A shrewd whistle cut through the air.
“There’s a white pickup pulling up,” said Natalie Perkins, from her post looking out of the hotel room’s window.
The room full of people went still. The air conditioner hummed and traffic was heard from the road outside the Gillette hotel.
Then a few moments later she signaled again: “He just made a full circle.”
The 15 or so people spaced between the neighboring hotel rooms, conjoined by the open partition door on the wall separating them, fell quiet. A few Gillette police officers shuffled into position, including two in the waiting room, as the other officers stationed themselves in the operation room and spoke in hushed tones.
The rest happened in a blink, starting with a knock at the door.
The two officers in the other room shot into the hallway.
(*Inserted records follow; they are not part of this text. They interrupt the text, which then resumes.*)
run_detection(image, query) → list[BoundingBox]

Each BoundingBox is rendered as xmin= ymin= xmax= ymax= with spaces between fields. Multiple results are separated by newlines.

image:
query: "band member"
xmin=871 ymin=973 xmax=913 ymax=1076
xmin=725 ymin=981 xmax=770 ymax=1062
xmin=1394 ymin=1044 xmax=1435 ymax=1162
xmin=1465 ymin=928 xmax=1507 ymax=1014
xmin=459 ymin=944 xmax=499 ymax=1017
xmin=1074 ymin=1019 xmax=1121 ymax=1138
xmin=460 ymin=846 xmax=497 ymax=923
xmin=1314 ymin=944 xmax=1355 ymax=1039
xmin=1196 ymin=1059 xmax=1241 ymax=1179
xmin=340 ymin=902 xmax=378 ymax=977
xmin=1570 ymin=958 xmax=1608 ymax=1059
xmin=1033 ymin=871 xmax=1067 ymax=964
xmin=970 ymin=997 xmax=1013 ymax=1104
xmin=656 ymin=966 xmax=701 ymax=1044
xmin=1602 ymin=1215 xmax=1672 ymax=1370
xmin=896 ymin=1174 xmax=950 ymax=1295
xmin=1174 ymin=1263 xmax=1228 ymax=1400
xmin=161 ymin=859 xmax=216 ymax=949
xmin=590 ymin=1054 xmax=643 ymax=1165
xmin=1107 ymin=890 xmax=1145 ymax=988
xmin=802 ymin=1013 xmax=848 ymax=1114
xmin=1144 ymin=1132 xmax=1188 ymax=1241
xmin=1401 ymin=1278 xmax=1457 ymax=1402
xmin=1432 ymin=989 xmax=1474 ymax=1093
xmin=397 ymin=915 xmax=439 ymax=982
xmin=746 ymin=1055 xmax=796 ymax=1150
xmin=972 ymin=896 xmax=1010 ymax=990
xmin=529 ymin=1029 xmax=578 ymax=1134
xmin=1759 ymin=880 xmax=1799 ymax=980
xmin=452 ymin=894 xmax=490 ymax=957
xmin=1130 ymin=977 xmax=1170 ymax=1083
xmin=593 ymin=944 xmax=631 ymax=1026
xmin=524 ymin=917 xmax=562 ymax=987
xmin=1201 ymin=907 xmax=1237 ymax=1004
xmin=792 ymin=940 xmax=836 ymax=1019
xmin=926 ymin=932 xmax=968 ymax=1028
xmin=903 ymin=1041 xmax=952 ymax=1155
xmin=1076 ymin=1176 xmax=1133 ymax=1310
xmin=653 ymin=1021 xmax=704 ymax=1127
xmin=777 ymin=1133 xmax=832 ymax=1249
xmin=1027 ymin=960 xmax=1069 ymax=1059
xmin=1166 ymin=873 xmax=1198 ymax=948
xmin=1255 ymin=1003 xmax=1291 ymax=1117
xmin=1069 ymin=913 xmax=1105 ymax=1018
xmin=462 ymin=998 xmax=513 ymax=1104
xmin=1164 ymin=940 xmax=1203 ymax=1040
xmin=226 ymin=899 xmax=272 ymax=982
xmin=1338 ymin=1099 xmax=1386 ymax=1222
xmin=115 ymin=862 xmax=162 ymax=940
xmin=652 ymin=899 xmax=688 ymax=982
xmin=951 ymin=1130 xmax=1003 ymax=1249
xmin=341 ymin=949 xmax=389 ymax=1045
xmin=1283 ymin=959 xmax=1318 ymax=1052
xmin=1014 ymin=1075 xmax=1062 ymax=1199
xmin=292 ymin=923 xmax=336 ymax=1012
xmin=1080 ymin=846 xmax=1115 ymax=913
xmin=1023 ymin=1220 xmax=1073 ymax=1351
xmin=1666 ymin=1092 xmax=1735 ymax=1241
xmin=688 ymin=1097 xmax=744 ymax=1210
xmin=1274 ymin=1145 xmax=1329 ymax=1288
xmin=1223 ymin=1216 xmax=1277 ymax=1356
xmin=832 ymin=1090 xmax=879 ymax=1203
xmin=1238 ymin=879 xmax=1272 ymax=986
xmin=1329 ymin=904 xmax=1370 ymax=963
Handcuffs clicked and clasped and the officers resurfaced in the neighboring operation room, escorting the man they had just detained.
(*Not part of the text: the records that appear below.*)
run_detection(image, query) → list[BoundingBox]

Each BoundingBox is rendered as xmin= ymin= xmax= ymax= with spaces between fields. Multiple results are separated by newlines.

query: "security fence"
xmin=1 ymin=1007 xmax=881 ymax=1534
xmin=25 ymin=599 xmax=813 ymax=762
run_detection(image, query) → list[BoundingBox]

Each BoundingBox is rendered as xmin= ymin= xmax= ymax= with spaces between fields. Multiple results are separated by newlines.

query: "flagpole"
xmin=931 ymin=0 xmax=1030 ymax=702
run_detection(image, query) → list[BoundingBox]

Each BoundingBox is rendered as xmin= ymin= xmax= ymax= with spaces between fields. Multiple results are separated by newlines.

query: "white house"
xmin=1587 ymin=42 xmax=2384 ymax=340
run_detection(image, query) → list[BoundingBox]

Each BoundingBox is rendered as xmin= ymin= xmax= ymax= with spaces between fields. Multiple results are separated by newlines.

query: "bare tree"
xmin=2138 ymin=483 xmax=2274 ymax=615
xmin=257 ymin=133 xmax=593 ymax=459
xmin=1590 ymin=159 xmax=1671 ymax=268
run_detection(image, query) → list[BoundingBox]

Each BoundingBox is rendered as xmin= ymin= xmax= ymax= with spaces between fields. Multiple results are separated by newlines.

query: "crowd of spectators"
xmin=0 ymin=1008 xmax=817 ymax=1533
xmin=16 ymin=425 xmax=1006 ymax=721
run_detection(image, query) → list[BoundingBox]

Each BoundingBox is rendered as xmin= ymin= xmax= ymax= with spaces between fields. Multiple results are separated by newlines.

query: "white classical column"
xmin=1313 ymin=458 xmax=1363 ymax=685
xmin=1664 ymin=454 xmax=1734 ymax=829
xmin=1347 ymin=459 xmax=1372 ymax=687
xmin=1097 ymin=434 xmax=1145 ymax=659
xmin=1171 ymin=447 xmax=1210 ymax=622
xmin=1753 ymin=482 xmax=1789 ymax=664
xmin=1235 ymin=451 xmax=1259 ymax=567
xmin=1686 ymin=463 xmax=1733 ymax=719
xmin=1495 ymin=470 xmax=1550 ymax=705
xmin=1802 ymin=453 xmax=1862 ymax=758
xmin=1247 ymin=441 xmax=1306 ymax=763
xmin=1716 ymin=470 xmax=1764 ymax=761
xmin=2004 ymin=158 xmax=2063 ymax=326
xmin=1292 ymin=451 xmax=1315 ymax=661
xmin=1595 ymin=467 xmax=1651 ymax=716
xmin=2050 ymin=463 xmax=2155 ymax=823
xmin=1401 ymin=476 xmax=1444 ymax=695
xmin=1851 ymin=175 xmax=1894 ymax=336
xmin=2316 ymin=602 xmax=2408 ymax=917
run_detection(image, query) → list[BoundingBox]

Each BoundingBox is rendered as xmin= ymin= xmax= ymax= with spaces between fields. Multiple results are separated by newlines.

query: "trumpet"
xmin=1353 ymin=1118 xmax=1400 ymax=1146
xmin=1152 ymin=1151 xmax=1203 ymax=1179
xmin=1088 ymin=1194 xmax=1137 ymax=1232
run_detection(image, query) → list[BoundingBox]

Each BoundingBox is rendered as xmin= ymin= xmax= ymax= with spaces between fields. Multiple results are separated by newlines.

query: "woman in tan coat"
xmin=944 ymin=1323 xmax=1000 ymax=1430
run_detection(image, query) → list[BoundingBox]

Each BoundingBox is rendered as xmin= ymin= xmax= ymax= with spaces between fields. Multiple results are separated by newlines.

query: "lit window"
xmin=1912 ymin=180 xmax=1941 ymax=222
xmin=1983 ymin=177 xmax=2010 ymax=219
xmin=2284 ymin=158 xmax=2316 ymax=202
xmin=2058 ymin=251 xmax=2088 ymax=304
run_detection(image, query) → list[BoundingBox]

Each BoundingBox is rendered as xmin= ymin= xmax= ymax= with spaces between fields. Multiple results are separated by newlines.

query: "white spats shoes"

The onlookers from the waiting room — a group of human trafficking victims advocates, and Uprising Wyoming employees, including trafficking survivors — peered into the other room through the partition as the man was patted down.
The 38-year-old Gillette man, still in handcuffs, was then seated on the edge of the bed, facing a mirror and two trafficking advocates, Terri Markham, the nonprofit executive director, and Julie Johnson, a survivor of trafficking herself.
“I could have been in this room,” Johnson told him. “I was in this room at a different point in my life, against my will. I was being sold to buyers.”